Análisis de la dinámica laboral y de empleadores en la provincia de Santa Fe: datos a marzo 2026 by Rosario3
La enseñanza, la industria manufacturera y el transporte aparecen entre los sectores más afectados. Sin embargo, detrás de las cifras surge una pregunta más amplia: ¿se trata solamente de una crisis o también de una transición hacia nuevas formas de producir y generar empleo?
Una provincia con capacidad para reinventarse
Santa Fe posee una de las matrices productivas más diversificadas del país. Su complejo agroindustrial, la red de puertos sobre el Paraná, la presencia de universidades, parques industriales y empresas tecnológicas constituyen activos que pocas provincias argentinas reúnen simultáneamente.
La reciente habilitación del aeropuerto internacional de Rosario para operaciones de carga y su conexión con múltiples destinos internacionales abre además una nueva ventana para las exportaciones y el desarrollo de pequeñas y medianas empresas con proyección global.
Lejos de representar una sentencia definitiva, la pérdida de 20 mil puestos laborales puede interpretarse como el desafío de reconvertir capacidades hacia sectores emergentes, nuevas cadenas de valor y actividades con mayor potencial exportador.
De la asistencia a la reinserción
Distintos especialistas sostienen que el eje de las políticas públicas debería desplazarse desde la mera contención hacia programas activos de capacitación y reinserción laboral.
La creación de centros de innovación, clusters tecnológicos y espacios de “siembra de ideas” permitiría vincular universidades, emprendedores, empresas y gobiernos locales para generar nuevos proyectos productivos.

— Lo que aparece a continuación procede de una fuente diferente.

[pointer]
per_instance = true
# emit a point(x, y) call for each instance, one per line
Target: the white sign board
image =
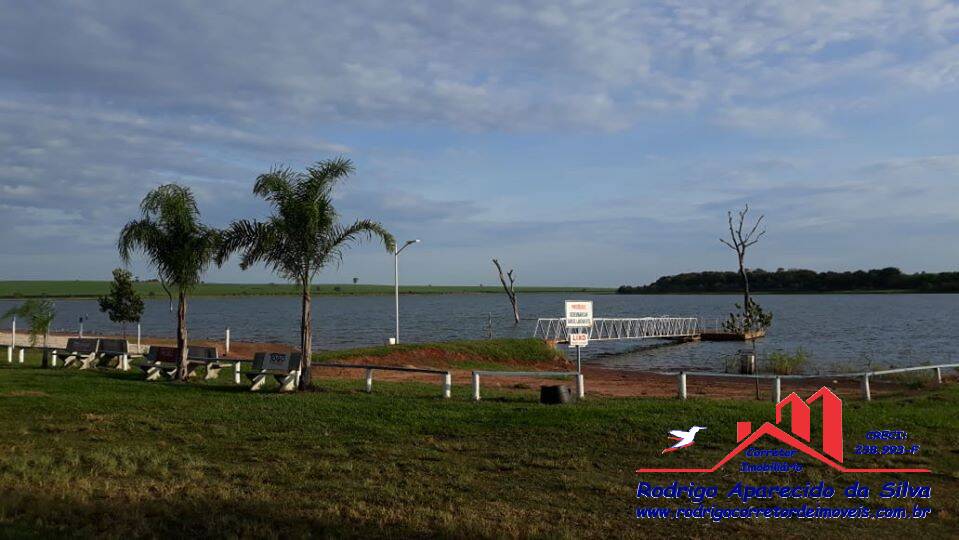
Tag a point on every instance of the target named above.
point(579, 340)
point(579, 313)
point(276, 361)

La experiencia internacional demuestra que muchas regiones lograron superar procesos de desindustrialización apostando al conocimiento, la biotecnología, la economía del software, la logística, la agroindustria de valor agregado y los servicios profesionales.
El potencial de las pymes exportadoras
Santa Fe posee numerosos casos de pequeñas empresas que nacieron en el interior provincial y hoy comercializan sus productos en mercados internacionales.
El desafío consiste en multiplicar esas experiencias mediante herramientas que faciliten el acceso al financiamiento, la innovación y la apertura de nuevos mercados.
La provincia cuenta con infraestructura estratégica, capital humano y una tradición industrial que podría convertirse en una ventaja competitiva en un escenario económico más abierto.
Lo que no se dice
Los 20 mil empleos perdidos representan una señal de alerta, pero no necesariamente una condena permanente.
La historia económica santafesina muestra que sus principales etapas de crecimiento estuvieron asociadas a la capacidad de adaptarse a nuevos escenarios y de generar valor agregado.
Quizás el verdadero debate no pase únicamente por contabilizar los puestos de trabajo que desaparecieron, sino por preguntarse qué empleos, qué empresas y qué sectores pueden surgir si la provincia decide impulsar una política agresiva de innovación, formación y apertura al mundo.
Con sus puertos, sus universidades, sus parques industriales y la posibilidad de operar cargas aéreas internacionales desde Rosario, Santa Fe dispone de herramientas que otras regiones envidiarían. El desafío es convertir esa ventaja en una estrategia de desarrollo que permita que las cifras actuales sean recordadas más como un período de transición que como el inicio de un declive.